The Index File — mzpeak_index.json

An mzPeak archive is made up of multiple named files. To leave room for future files and avoid complicated file-name resolution, an index file identifies the contents of each file and broadly defines the kind of schema it carries. The file MUST be serialised as UTF-8.

{
  "files": [
    {
      "name": "spectra_data.parquet",
      "entity_type": "spectrum",
      "data_kind": "data arrays"
    },
    {
      "name": "spectra_metadata.parquet",
      "entity_type": "spectrum",
      "data_kind": "metadata"
    },
    {
      "name": "chromatograms_data.parquet",
      "entity_type": "chromatogram",
      "data_kind": "data arrays"
    },
    {
      "name": "chromatograms_metadata.parquet",
      "entity_type": "chromatogram",
      "data_kind": "metadata"
    }
  ],
  "metadata": {
    "version": "0.9.0",
    "cv_list": [
      {
        "id": "MS",
        "full_name": "Proteomics Standards Initiative Mass Spectrometry Ontology",
        "uri": "http://purl.obolibrary.org/obo/ms/4.1.248/ms.obo",
        "version": "4.1.248"
      },
      {
        "id": "UO",
        "full_name": "Units of measurement ontology",
        "uri": "http://purl.obolibrary.org/obo/uo/releases/2026-01-16/uo.obo",
        "version": "2026-01-16"
      }
    ],
    "file_description": { }
  }
}

The metadata object carries the archive version, the cv_list declaring every controlled vocabulary used (with source URI and version, so CURIEs resolve reproducibly), and the file-level metadata objects.

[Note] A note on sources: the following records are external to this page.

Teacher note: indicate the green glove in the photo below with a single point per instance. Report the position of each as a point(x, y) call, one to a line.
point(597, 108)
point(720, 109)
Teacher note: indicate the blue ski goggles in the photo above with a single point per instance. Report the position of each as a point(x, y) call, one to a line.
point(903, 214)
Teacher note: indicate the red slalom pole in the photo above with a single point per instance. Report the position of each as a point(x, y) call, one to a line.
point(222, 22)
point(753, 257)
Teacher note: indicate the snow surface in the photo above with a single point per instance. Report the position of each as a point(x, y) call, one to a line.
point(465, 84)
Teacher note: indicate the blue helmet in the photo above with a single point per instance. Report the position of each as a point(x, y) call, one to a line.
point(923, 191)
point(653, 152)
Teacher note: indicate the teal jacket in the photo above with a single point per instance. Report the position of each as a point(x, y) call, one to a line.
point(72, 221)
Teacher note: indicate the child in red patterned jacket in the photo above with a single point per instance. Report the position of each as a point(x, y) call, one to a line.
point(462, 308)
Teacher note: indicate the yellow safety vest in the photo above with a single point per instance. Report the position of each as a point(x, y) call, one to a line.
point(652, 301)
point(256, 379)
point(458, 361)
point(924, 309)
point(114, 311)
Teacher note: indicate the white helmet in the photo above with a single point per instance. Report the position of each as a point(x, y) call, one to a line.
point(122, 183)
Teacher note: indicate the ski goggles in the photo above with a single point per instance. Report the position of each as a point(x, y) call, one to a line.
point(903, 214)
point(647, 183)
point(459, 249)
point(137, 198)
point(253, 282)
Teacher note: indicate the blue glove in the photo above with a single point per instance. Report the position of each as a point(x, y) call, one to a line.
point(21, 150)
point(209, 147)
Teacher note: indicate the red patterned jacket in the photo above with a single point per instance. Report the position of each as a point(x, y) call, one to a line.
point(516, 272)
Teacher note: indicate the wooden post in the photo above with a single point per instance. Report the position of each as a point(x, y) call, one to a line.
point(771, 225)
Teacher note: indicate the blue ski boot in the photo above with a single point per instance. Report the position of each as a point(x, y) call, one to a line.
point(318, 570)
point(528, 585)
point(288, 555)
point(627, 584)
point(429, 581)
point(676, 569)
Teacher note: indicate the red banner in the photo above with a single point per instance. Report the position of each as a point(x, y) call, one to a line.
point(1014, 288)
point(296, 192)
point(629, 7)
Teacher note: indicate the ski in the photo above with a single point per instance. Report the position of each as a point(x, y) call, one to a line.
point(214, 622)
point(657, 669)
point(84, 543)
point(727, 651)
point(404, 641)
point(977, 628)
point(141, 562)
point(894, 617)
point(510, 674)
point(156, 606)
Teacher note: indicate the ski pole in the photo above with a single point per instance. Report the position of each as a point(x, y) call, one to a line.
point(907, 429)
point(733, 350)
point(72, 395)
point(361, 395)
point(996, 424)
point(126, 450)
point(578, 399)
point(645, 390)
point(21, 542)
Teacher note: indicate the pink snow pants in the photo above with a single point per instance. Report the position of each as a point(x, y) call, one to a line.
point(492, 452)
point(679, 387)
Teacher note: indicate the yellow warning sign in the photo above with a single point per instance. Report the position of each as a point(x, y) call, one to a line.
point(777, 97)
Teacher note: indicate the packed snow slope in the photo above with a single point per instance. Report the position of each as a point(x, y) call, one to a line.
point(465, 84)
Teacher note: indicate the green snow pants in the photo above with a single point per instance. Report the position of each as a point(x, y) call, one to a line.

Governed by the JSON Schema schema/mzpeak_index.json.

Each entry pairs a data_kind with an entity_type. Both are loose enumerations expected to grow over time; resolving files by these controlled terms is more robust than matching file names.

File-level metadata

File-level metadata SHOULD be stored in mzpeak_index.metadata and in the metadata Parquet files' key–value pairs, as JSON encoded according to the schemas below:

Open item — cleartext vs. encryptable metadata

Anything in mzpeak_index.json is necessarily cleartext to all readers unless ZIP encryption is used — and ZIP encryption is known to be flawed and inconsistent. Anything in a Parquet footer's key–value pairs is encryptable. The index is JSON for convenience and ease of access from scripting languages; whether some fields should move to encryptable Parquet metadata is unresolved.